From the Executive Summary of Measuring Discrimination Racial Preferences at Public Flagship Institutions:
Title VI of the Civil Rights Act of 1964 protects Americans from discrimination based on race, color, or national origin. It applies to any program or activity that receives Federal financial assistance, including most public and private universities. Title VI states:
No person in the United States shall, on the ground of race, color, or national origin, be excluded from participation in, be denied the benefits of, or be subjected to discrimination under any program or activity receiving Federal financial assistance.
The Department of Education specifically lists both admissions and recruitment as covered activities.
But for almost as long as Title VI has been law, universities have discriminated on the basis of race in order to achieve diversity in their student bodies. This is a trade-off that many policymakers and university administrators have been willing to make.

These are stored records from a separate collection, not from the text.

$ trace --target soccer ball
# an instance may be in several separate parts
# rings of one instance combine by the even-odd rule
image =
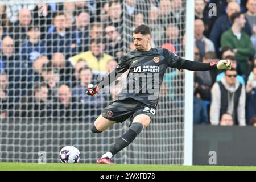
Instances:
[[[76,163],[80,159],[80,152],[73,146],[65,146],[60,150],[59,156],[63,163]]]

In this report, we quantify this trade-off at flagship public universities. How large are the harms of racial preferences in admissions? How do they affect students’ chances of admission? We find that the size and effect of racial preferences vary across institutions. At some, however, race weighs very heavily in admissions decisions.
As the Supreme Court considers race in admissions, these data provide an important insight into admissions at public institutions. They show that, at some institutions, admissions are heavily influenced by a student’s race, in defiance of both the equal protection clause and past court decisions that narrowly proscribed the use of race in admissions.
It’s time to end the discriminatory practice of racial preferences.